1. In general engineering graduate school is free (actually partially paid) by being a Research or Teaching Assistant. Lots of foreigners have these assistantships (kind of the point of my post - affirmative action in that area might be appropriate. Something like only making grants available to professors with a certain number/percentage of U.S. born engineers for example. Also lots of schools declare TAs and RAs in state students for tuition so that the departments have to pay less than they would otherwise for foreign (and out of state) students.

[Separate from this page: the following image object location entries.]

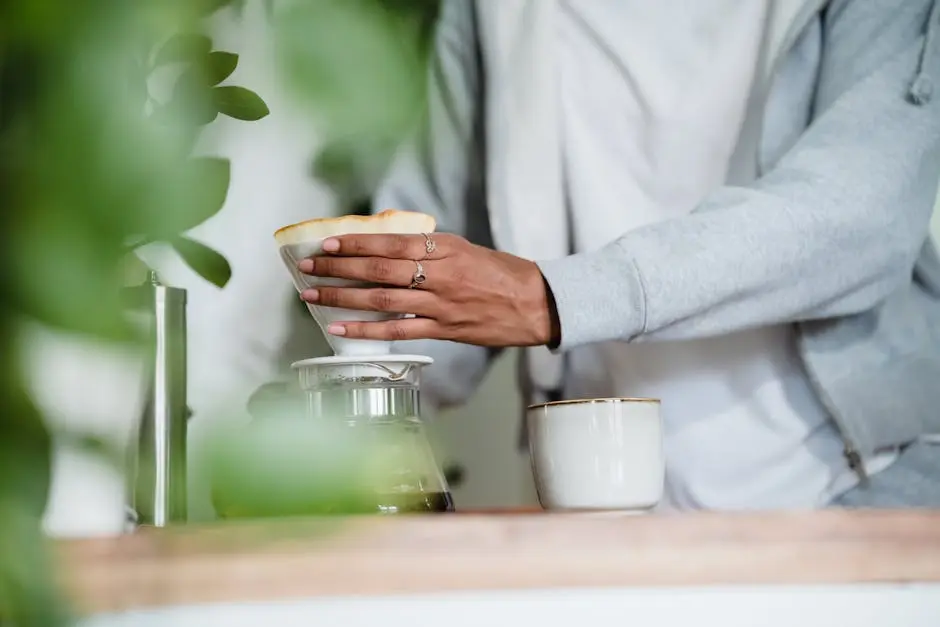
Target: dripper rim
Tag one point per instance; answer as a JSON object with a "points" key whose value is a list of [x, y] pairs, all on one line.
{"points": [[347, 360]]}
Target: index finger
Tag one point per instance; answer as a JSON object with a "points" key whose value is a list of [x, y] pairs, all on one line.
{"points": [[389, 245]]}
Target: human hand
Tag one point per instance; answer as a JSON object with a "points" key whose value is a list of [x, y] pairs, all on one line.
{"points": [[468, 294]]}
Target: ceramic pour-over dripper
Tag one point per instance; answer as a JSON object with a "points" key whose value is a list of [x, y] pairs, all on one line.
{"points": [[305, 239]]}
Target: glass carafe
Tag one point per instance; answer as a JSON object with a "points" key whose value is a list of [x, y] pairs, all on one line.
{"points": [[379, 401]]}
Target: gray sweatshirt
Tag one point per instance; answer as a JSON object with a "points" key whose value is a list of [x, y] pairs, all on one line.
{"points": [[830, 228]]}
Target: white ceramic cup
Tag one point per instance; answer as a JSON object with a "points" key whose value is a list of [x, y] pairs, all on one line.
{"points": [[597, 454]]}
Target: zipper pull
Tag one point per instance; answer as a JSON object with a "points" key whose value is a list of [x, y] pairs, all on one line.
{"points": [[856, 465]]}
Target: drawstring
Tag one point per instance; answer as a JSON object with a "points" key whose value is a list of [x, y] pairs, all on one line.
{"points": [[923, 86]]}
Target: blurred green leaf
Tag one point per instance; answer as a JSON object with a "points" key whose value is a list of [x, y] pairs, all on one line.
{"points": [[219, 66], [192, 102], [203, 188], [376, 86], [204, 261], [240, 103], [208, 7], [183, 48], [27, 595]]}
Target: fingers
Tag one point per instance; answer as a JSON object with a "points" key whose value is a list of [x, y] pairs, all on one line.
{"points": [[375, 299], [390, 246], [369, 269], [391, 330]]}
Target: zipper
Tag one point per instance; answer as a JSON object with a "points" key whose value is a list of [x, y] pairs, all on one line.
{"points": [[849, 450]]}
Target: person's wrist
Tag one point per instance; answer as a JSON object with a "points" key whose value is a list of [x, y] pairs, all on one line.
{"points": [[553, 339]]}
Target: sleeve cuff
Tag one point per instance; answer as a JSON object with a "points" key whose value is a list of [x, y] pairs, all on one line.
{"points": [[598, 296]]}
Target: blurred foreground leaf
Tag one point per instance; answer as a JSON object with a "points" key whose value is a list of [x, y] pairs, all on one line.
{"points": [[206, 262], [240, 103], [183, 48], [219, 66], [359, 64]]}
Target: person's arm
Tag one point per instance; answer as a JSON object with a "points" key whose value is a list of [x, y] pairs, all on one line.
{"points": [[832, 230], [437, 172]]}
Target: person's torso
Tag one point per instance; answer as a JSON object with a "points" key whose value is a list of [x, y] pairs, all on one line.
{"points": [[653, 98]]}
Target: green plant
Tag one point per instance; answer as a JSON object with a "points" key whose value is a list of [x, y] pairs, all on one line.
{"points": [[95, 163], [197, 99], [92, 166]]}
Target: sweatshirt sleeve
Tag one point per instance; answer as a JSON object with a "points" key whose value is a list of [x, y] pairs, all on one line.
{"points": [[831, 230], [437, 172]]}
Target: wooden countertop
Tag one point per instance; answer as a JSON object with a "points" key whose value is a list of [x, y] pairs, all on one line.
{"points": [[395, 555]]}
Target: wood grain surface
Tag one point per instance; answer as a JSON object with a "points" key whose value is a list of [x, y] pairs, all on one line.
{"points": [[493, 550]]}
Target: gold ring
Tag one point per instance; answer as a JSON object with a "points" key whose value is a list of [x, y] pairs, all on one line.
{"points": [[429, 246], [419, 276]]}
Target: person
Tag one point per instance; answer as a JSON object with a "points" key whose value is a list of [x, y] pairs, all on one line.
{"points": [[722, 204]]}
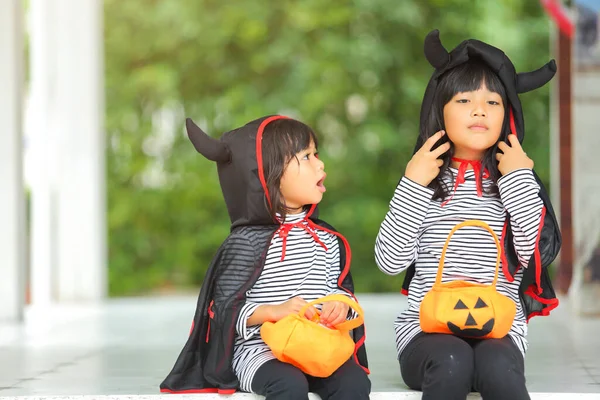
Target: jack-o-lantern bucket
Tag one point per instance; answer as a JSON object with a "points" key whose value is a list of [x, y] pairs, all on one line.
{"points": [[467, 309]]}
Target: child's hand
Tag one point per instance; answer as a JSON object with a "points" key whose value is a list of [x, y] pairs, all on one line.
{"points": [[292, 306], [512, 157], [333, 313], [425, 166]]}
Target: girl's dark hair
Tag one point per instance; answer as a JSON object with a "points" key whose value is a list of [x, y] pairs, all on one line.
{"points": [[282, 140], [463, 78]]}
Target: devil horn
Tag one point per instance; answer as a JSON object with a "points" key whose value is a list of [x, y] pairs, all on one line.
{"points": [[435, 52], [527, 81], [213, 149]]}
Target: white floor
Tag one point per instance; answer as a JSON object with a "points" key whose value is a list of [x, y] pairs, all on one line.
{"points": [[127, 346]]}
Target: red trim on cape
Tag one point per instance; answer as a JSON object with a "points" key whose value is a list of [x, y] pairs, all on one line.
{"points": [[341, 278], [259, 160], [551, 303], [536, 254]]}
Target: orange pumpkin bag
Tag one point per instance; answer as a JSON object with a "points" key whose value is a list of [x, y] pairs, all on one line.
{"points": [[467, 309], [313, 348]]}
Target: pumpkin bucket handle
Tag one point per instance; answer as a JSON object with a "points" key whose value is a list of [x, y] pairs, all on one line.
{"points": [[344, 326], [471, 222]]}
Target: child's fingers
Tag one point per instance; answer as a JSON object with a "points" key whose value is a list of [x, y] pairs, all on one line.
{"points": [[441, 150], [428, 145], [514, 141], [310, 312], [326, 312]]}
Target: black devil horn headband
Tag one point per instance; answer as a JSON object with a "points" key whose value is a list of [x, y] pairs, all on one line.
{"points": [[435, 52], [527, 81], [213, 149]]}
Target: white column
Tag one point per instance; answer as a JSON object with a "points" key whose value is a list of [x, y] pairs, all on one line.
{"points": [[41, 126], [78, 110], [12, 199]]}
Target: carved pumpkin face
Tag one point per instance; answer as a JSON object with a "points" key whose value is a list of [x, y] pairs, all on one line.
{"points": [[475, 323]]}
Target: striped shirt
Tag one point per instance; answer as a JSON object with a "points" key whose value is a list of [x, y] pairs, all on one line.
{"points": [[416, 227], [308, 271]]}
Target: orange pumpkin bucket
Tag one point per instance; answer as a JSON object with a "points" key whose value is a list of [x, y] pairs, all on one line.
{"points": [[467, 309], [313, 348]]}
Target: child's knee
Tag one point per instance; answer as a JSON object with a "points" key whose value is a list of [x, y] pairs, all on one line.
{"points": [[291, 388], [454, 364], [352, 380]]}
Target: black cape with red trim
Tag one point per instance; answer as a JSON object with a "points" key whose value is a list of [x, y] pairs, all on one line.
{"points": [[205, 363], [536, 291]]}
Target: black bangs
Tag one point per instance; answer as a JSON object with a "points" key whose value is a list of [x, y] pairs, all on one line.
{"points": [[468, 77], [282, 140]]}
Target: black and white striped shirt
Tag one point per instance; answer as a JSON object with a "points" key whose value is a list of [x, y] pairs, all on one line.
{"points": [[416, 227], [308, 271]]}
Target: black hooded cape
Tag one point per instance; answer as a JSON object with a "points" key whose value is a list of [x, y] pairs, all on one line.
{"points": [[536, 291], [204, 364]]}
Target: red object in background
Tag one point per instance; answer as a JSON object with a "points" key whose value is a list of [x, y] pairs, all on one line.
{"points": [[559, 15]]}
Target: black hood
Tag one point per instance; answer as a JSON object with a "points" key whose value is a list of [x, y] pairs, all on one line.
{"points": [[238, 154], [515, 83]]}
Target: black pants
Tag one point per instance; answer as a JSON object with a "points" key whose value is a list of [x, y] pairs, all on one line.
{"points": [[280, 381], [448, 367]]}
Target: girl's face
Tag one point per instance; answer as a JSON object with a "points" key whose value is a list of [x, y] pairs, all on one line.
{"points": [[302, 180], [473, 122]]}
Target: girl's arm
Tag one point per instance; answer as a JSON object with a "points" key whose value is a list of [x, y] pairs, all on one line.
{"points": [[519, 194], [397, 247]]}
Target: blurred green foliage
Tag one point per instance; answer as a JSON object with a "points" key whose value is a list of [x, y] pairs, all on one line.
{"points": [[353, 70]]}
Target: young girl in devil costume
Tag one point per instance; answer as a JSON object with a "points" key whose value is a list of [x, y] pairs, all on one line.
{"points": [[469, 164], [277, 258]]}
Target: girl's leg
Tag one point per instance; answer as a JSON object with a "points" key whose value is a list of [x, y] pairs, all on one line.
{"points": [[349, 382], [499, 370], [280, 381], [439, 365]]}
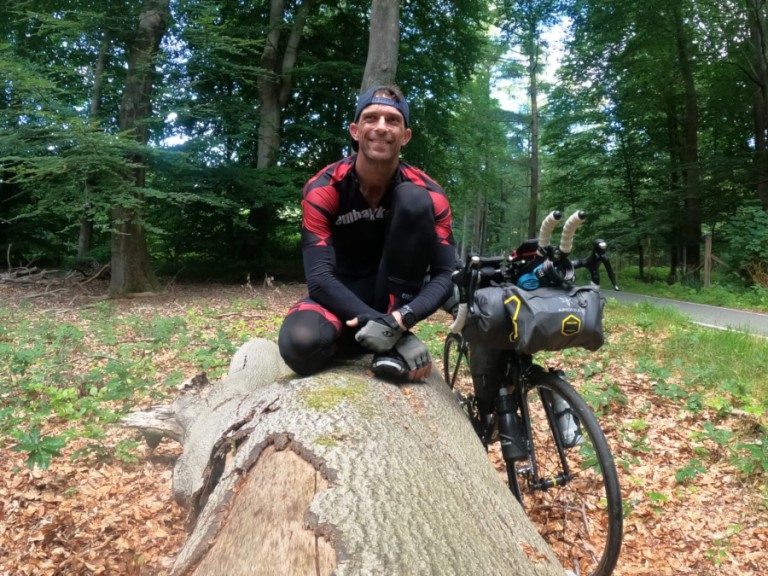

2. Where is the money coming from to educate foreign nationals at the B.S. level? I am not sure that their undergraduate is necessarily free or that a comparably qualified undergradate might not end up with the same level of support. Maybe we should be expending less resources on certain majors that have limited employment opportunities to help support engineering, science, and IT majors (could be an interesting discussion on this board - what majors should be axed). At our state universities they are charging $2K more per year for engineering over most other majors. Kind of going in the wrong direction.
3. Not so much a stacked deck in engineering. We have a strong foreign representation in our profession but it is not dominated at this point.
Would your brother-in-law have a better chance at a job if the H1-B Visa types (either as an individual or from the corporation) have to pay $50K/yr to work in this country? If not, then you are in the wrong profession.
Could the work your brother-in-law do be done effectively in a foreign country? If the answer to that question is yes, then he has a problem (as I do). You can live like a king on $50K/yr in India. How do you keep the work product from these Indians out of this country to preserve your brother-in-law's job? It is actually harder to consider than an assembler's job for example.
I think a proposal like $50K/yr would flush alot of the current abuses out. An employer that really needs a particular skill set will be willing to pay, but, in general, they may be more likely to work towards retraining or being more aggressive in domestic recruitment.